Personally, I wouldn’t recommend the Elvie Stride as your only pump. If you’re using your insurance to purchase an Elvie Stride, just know that you will likely purchase another pump in the future. The Elvie Stride might be enough to cover your needs if you’re only pumping occasionally. But if you’re full time pumping, it likely won’t be enough long term.
Some other good features to highlight from the Willow Go:
The parts are pretty big and easy to clean. It has the standard five parts to clean, but the duckbill valve is big and easy to clean which is great.
The setup is pretty straightforward. There is one thing that’s a little bit tricky about the setup of the Willow Go. If you like to utilize the fridge hack, where you put your pump parts in the fridge in between pumping sessions and then just pull them out again for the next one instead of washing them (which the CDC does not recommend but no judgment if that makes your life easier!) it’s very difficult with the Willow Go because of where the motor is placed. The motor is in the middle of all of these parts so it does make it a little bit tricky to utilize that hack.
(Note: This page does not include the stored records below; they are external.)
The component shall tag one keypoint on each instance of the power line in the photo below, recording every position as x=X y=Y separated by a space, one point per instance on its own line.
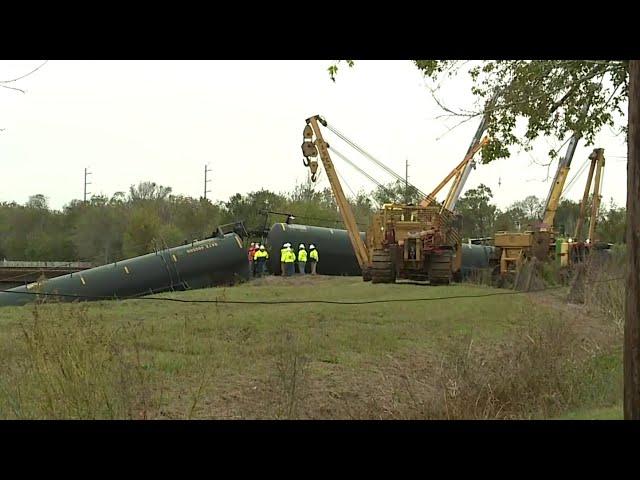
x=206 y=170
x=86 y=173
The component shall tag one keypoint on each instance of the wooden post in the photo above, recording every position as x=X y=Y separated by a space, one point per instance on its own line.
x=632 y=307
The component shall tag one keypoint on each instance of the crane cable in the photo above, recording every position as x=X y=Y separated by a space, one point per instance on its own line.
x=363 y=172
x=575 y=177
x=371 y=157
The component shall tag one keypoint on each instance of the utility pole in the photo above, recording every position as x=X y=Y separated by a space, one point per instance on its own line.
x=206 y=171
x=86 y=172
x=632 y=304
x=406 y=181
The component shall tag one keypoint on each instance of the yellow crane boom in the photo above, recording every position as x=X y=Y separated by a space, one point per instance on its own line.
x=597 y=166
x=310 y=149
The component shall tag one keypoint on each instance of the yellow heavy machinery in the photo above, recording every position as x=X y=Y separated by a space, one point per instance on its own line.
x=518 y=247
x=577 y=249
x=404 y=241
x=540 y=242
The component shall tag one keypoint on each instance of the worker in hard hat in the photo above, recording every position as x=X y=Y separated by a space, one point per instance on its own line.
x=252 y=250
x=283 y=252
x=313 y=258
x=302 y=258
x=289 y=261
x=260 y=258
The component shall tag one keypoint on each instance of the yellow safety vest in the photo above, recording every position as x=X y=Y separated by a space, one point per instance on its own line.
x=289 y=257
x=261 y=254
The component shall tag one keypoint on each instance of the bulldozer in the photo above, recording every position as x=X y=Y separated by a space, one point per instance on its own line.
x=404 y=242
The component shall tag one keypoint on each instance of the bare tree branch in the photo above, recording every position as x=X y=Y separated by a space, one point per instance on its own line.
x=12 y=88
x=25 y=75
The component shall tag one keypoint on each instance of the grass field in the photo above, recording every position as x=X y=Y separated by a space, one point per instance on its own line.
x=508 y=356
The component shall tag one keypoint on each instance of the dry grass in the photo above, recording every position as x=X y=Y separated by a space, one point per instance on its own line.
x=499 y=357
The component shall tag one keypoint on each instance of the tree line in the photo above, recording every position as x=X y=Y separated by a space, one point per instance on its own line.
x=106 y=229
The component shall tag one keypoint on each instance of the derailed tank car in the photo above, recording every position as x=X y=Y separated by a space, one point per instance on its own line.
x=336 y=252
x=200 y=264
x=334 y=248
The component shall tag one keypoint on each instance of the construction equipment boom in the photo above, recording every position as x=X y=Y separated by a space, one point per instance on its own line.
x=310 y=150
x=597 y=166
x=463 y=169
x=518 y=247
x=404 y=241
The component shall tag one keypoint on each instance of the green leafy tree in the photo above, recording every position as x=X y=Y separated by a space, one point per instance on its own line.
x=548 y=95
x=396 y=192
x=477 y=213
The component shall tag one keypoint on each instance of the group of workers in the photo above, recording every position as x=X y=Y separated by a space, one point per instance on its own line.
x=288 y=259
x=258 y=257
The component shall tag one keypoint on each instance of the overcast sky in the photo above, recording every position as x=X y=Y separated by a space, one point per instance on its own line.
x=131 y=121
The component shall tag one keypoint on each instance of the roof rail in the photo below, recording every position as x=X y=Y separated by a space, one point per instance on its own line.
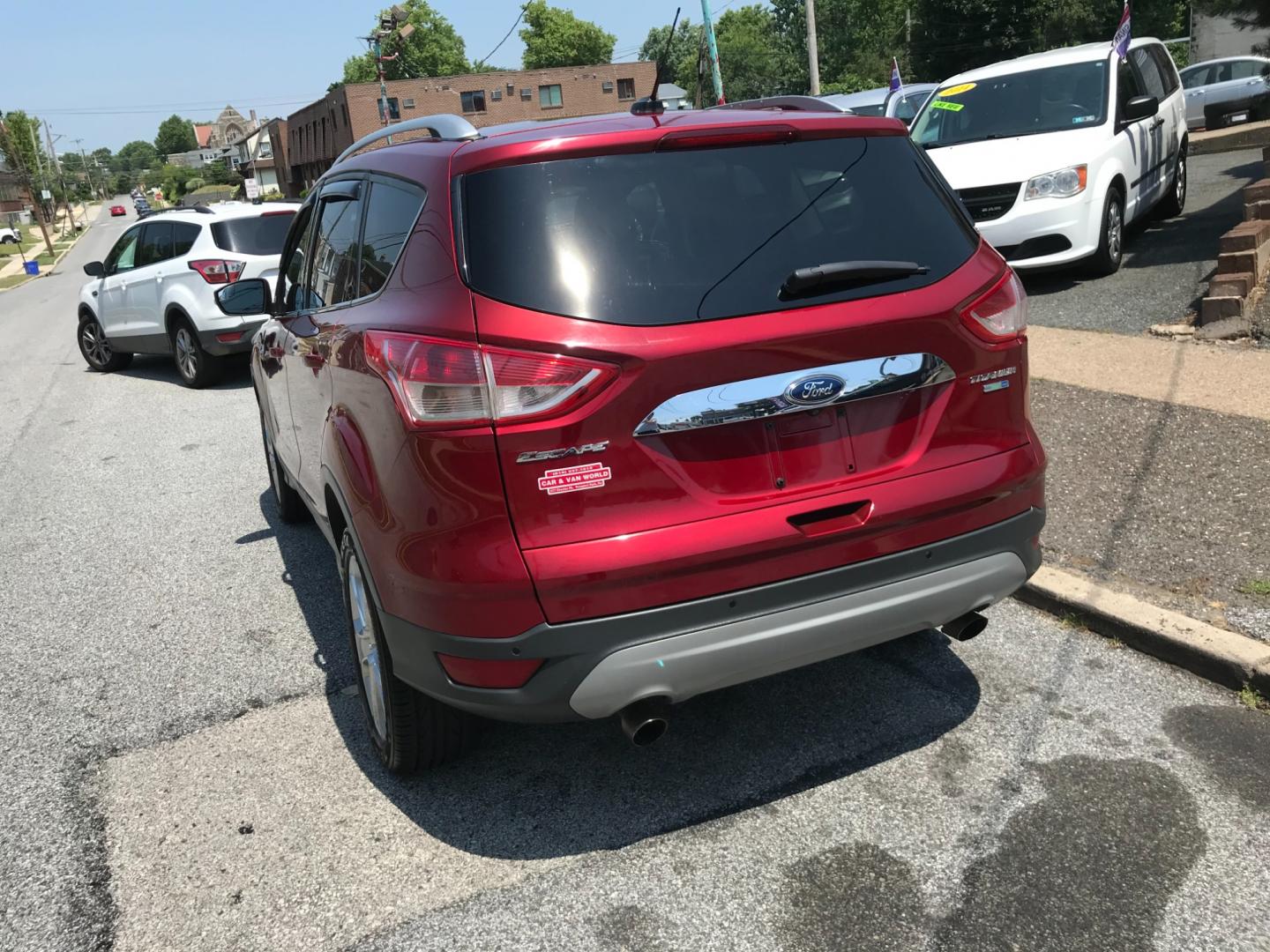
x=794 y=103
x=444 y=126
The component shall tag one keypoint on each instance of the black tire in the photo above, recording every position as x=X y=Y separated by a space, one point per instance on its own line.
x=1174 y=202
x=197 y=367
x=413 y=732
x=1106 y=259
x=97 y=351
x=286 y=498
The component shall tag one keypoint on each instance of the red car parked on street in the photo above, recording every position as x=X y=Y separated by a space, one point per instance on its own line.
x=602 y=414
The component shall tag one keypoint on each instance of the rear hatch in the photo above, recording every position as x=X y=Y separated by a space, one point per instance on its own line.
x=743 y=433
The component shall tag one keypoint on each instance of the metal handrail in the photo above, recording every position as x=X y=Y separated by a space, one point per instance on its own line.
x=444 y=126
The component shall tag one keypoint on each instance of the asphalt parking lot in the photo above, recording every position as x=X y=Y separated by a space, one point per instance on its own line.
x=1166 y=264
x=183 y=767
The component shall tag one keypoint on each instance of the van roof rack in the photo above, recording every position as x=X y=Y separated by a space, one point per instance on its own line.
x=807 y=104
x=444 y=126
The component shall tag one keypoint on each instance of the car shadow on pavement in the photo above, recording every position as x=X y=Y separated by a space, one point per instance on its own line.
x=238 y=371
x=539 y=791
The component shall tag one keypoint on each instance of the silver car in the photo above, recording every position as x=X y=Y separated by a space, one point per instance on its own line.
x=1224 y=92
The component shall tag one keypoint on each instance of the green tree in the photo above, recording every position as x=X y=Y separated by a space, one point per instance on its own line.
x=176 y=135
x=435 y=48
x=681 y=65
x=554 y=37
x=136 y=156
x=756 y=58
x=16 y=141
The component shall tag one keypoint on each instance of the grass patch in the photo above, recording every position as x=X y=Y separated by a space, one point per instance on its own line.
x=1251 y=697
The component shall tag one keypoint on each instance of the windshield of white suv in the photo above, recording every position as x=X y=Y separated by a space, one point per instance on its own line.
x=1018 y=104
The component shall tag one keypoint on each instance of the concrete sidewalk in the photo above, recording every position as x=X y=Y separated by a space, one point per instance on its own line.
x=1159 y=458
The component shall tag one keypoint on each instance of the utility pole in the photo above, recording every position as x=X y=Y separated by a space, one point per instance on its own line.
x=813 y=61
x=707 y=25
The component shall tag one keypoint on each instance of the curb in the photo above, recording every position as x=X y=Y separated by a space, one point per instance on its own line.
x=1218 y=655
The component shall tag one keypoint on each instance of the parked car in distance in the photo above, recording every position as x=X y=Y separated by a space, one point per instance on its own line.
x=1226 y=92
x=153 y=292
x=1053 y=153
x=594 y=427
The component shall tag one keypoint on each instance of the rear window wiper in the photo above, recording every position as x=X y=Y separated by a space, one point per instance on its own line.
x=823 y=279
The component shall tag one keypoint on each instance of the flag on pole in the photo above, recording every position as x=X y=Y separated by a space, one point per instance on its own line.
x=1123 y=34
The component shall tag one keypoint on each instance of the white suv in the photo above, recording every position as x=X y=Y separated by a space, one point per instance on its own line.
x=155 y=291
x=1054 y=153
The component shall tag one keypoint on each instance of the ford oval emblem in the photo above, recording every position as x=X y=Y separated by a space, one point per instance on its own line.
x=813 y=391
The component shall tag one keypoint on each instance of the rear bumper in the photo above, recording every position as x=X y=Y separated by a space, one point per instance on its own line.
x=220 y=348
x=596 y=666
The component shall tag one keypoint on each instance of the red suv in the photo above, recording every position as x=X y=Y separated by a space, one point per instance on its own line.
x=602 y=414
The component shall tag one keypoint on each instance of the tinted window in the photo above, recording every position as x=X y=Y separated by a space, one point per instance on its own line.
x=184 y=235
x=155 y=244
x=675 y=236
x=390 y=213
x=1244 y=69
x=1168 y=70
x=123 y=254
x=297 y=258
x=256 y=235
x=1148 y=71
x=1198 y=77
x=1016 y=104
x=332 y=277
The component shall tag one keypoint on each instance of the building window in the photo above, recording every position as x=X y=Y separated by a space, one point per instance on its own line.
x=549 y=97
x=394 y=113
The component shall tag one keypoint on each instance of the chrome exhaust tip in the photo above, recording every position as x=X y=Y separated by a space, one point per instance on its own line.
x=966 y=628
x=646 y=721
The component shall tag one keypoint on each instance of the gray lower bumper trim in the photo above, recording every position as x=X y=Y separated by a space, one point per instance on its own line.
x=684 y=666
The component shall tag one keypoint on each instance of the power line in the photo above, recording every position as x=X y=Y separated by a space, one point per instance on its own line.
x=519 y=18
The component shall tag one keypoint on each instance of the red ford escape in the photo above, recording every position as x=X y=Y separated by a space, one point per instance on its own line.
x=603 y=414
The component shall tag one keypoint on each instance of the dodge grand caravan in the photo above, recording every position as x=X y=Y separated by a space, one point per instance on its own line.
x=603 y=414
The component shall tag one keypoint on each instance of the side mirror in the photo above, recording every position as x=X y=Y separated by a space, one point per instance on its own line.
x=244 y=299
x=1140 y=108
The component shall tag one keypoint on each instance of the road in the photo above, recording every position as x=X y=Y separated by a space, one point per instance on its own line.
x=184 y=768
x=1166 y=264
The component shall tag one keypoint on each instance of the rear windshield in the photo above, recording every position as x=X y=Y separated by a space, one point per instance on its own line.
x=257 y=235
x=664 y=238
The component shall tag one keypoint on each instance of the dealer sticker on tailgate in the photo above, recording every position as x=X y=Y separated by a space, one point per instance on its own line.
x=573 y=479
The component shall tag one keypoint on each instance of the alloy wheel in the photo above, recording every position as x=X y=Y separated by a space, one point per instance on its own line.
x=95 y=346
x=187 y=353
x=367 y=649
x=1116 y=227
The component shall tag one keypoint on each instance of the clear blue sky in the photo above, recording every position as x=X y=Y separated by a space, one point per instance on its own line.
x=108 y=72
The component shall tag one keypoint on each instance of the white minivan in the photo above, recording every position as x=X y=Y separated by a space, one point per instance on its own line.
x=1053 y=153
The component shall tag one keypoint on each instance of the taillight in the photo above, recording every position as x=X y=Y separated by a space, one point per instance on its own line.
x=1001 y=312
x=444 y=383
x=216 y=271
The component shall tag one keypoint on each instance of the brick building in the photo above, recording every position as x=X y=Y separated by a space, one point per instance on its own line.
x=319 y=132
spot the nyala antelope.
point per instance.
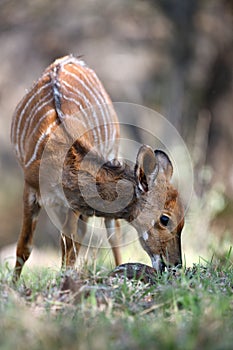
(91, 173)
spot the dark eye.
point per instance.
(164, 219)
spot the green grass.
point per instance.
(189, 309)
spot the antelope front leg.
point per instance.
(113, 234)
(69, 246)
(24, 244)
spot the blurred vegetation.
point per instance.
(173, 56)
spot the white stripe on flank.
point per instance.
(20, 117)
(41, 138)
(44, 116)
(86, 121)
(103, 102)
(108, 104)
(92, 127)
(36, 108)
(89, 91)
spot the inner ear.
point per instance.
(146, 168)
(164, 163)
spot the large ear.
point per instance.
(146, 168)
(164, 163)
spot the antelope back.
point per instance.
(66, 88)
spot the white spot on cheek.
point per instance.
(145, 236)
(156, 262)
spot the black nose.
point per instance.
(178, 264)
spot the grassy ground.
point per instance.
(189, 309)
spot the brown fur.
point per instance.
(92, 185)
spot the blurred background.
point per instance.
(175, 57)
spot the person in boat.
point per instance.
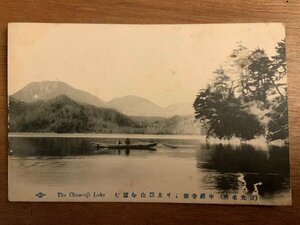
(127, 141)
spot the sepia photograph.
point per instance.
(181, 113)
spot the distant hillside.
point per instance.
(129, 105)
(136, 106)
(181, 109)
(46, 90)
(63, 115)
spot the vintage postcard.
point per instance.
(148, 113)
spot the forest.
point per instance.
(247, 97)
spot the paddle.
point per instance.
(167, 145)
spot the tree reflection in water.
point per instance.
(246, 167)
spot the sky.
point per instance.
(166, 64)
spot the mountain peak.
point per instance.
(137, 106)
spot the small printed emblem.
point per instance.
(40, 195)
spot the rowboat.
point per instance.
(139, 146)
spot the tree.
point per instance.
(221, 112)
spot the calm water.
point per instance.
(39, 163)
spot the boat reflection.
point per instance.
(245, 167)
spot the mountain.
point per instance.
(63, 115)
(181, 109)
(136, 106)
(129, 105)
(46, 90)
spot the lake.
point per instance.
(70, 168)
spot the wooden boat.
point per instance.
(139, 146)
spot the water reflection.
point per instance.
(246, 167)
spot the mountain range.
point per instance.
(129, 105)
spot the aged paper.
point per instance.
(148, 113)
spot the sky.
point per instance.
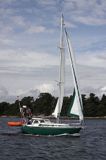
(29, 46)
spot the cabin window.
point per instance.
(42, 121)
(35, 121)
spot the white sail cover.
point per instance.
(77, 105)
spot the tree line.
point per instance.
(93, 106)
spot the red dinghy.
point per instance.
(15, 124)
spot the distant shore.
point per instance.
(62, 117)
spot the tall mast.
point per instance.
(59, 104)
(62, 65)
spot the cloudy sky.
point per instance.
(29, 40)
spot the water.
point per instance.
(91, 145)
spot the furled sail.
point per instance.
(77, 105)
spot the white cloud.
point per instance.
(46, 88)
(36, 29)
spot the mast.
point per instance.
(62, 65)
(58, 107)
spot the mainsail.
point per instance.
(77, 105)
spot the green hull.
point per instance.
(50, 130)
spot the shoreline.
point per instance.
(62, 117)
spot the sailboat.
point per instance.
(41, 126)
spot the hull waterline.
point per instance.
(50, 130)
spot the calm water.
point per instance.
(91, 145)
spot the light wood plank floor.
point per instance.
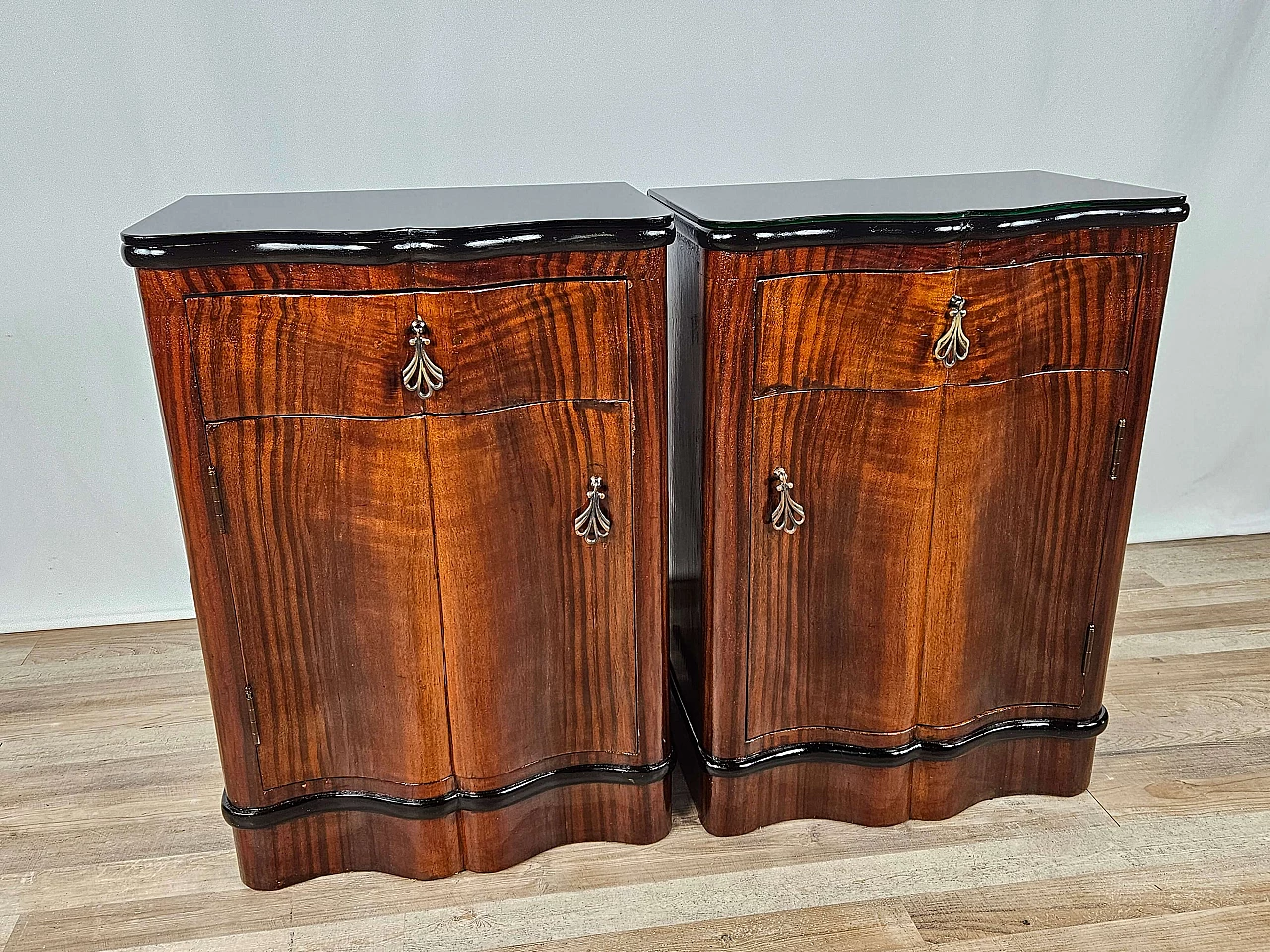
(111, 834)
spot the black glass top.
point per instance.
(922, 207)
(386, 226)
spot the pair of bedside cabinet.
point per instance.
(458, 472)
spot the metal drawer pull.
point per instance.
(421, 375)
(952, 344)
(593, 524)
(786, 515)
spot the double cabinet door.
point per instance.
(928, 531)
(431, 563)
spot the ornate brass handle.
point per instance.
(421, 375)
(593, 524)
(952, 344)
(786, 515)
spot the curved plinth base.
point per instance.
(330, 841)
(811, 782)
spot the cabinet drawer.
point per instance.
(861, 330)
(525, 343)
(1066, 313)
(343, 354)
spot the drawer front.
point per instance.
(1066, 313)
(861, 330)
(344, 354)
(526, 343)
(326, 354)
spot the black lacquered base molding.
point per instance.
(435, 807)
(829, 752)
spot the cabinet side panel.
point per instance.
(1157, 248)
(649, 465)
(685, 435)
(728, 349)
(187, 452)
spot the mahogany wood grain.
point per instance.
(186, 433)
(1056, 315)
(1016, 543)
(524, 343)
(336, 601)
(1101, 311)
(334, 354)
(1157, 250)
(835, 606)
(627, 299)
(539, 626)
(870, 330)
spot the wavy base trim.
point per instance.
(245, 817)
(832, 752)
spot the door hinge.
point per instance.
(250, 714)
(213, 489)
(1115, 449)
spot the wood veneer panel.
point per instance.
(524, 343)
(333, 579)
(1056, 315)
(335, 354)
(1020, 507)
(539, 626)
(835, 607)
(852, 329)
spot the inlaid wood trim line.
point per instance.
(832, 752)
(245, 817)
(719, 236)
(172, 253)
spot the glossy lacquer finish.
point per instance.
(934, 629)
(417, 664)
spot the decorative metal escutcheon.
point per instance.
(786, 515)
(952, 344)
(421, 375)
(593, 524)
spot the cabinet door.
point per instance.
(835, 604)
(1019, 521)
(539, 625)
(330, 561)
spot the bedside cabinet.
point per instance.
(908, 422)
(418, 444)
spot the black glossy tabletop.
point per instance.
(922, 207)
(384, 226)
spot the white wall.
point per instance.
(111, 111)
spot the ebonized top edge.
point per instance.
(924, 208)
(397, 225)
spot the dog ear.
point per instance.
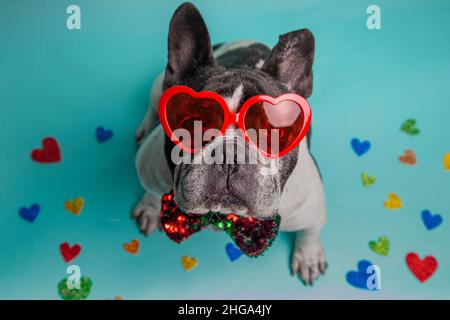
(291, 61)
(189, 44)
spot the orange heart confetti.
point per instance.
(446, 161)
(409, 157)
(132, 247)
(188, 262)
(394, 202)
(75, 206)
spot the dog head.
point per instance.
(246, 189)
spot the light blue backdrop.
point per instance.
(62, 83)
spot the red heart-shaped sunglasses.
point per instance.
(274, 126)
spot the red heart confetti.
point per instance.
(69, 253)
(49, 153)
(422, 269)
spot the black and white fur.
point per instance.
(237, 71)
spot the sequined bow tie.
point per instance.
(252, 236)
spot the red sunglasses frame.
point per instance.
(235, 118)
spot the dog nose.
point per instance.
(229, 160)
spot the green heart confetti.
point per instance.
(381, 246)
(409, 127)
(75, 294)
(367, 180)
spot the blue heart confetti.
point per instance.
(430, 220)
(103, 135)
(30, 214)
(360, 147)
(232, 251)
(358, 279)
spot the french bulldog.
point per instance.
(237, 71)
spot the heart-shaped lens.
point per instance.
(275, 128)
(189, 117)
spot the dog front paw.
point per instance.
(308, 260)
(146, 214)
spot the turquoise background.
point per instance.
(64, 83)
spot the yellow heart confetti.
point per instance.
(393, 202)
(188, 262)
(446, 161)
(75, 206)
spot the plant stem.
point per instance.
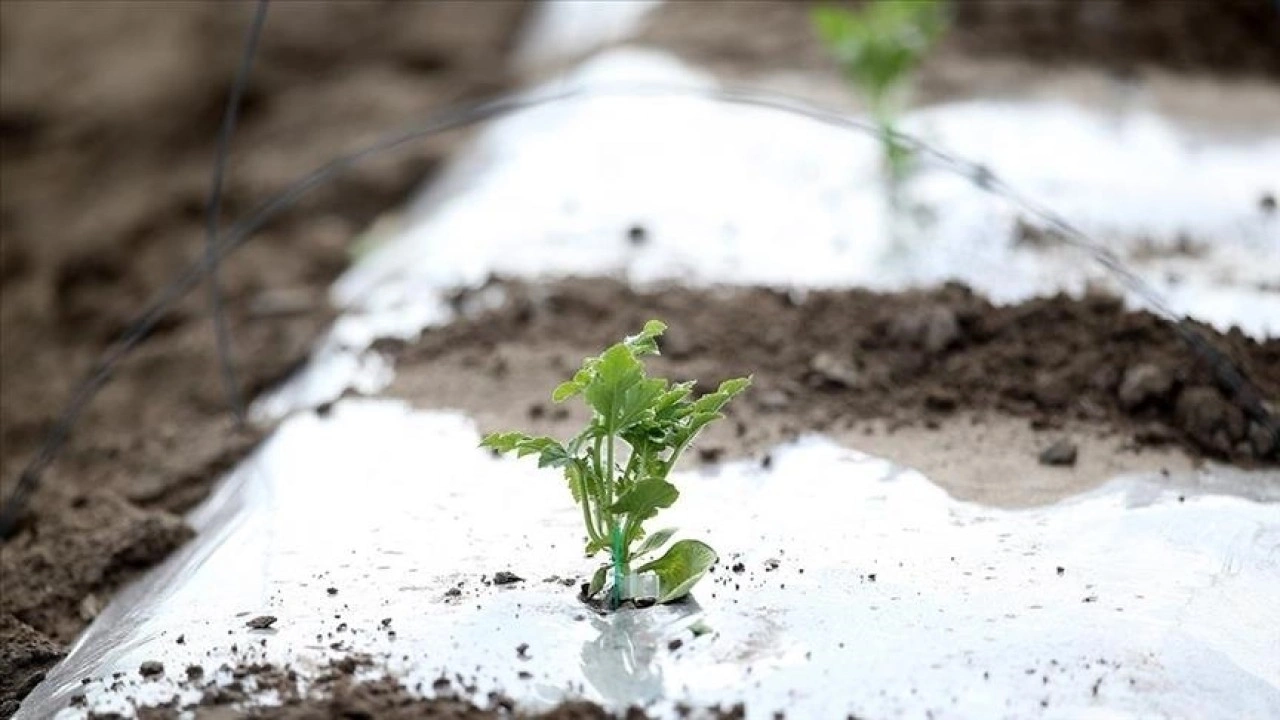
(616, 533)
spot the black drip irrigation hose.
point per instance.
(222, 336)
(1230, 377)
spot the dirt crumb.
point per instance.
(842, 358)
(1060, 454)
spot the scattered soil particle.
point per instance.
(24, 654)
(261, 621)
(1118, 35)
(104, 190)
(1144, 384)
(848, 356)
(506, 578)
(636, 235)
(1060, 454)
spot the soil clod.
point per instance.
(261, 621)
(1060, 454)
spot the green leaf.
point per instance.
(653, 542)
(597, 584)
(647, 341)
(503, 442)
(645, 497)
(595, 546)
(549, 452)
(620, 392)
(566, 391)
(680, 568)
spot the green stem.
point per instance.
(615, 532)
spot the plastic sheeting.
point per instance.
(864, 589)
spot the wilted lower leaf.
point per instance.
(680, 568)
(653, 542)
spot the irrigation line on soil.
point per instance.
(1244, 393)
(222, 337)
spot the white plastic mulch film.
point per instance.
(864, 588)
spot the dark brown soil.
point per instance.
(1230, 36)
(346, 691)
(826, 360)
(106, 133)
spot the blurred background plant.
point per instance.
(880, 46)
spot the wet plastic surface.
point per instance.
(863, 587)
(752, 196)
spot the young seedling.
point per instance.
(617, 466)
(880, 48)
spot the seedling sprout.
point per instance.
(878, 48)
(617, 466)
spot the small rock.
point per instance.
(1060, 454)
(1264, 441)
(638, 235)
(932, 328)
(1210, 419)
(261, 621)
(941, 401)
(90, 607)
(833, 370)
(1142, 384)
How bulky are these pumps when in use?
I tested the bulkiness of both pumps under clothes, specifically scrubs. I think it’s interesting to try under scrubs because they’re not very stretchy.
The Elvie Stride is slimmer than the Willow Go but not by that much. It does have a visible divot under clothes where the plug part is located so it’s a little bit more noticeable that you’re wearing a pump.
There’s really no wearable pump that is going to be 100% discreet. Even with the original Elvie, which is probably one of the most trim in the bra wearable pumps, you would still notice that someone is wearing that pump. If you’re interested in discreetness for wearable pumps, check out this video!
You can run the Elvie Stride tubing down your shirt. You can even clip this on a pocket or a waistband if you want. There are also really cute and functional bags from Mimi and Pal that are kind of like a fanny pack but for all of your pumping stuff so you can be totally hands free!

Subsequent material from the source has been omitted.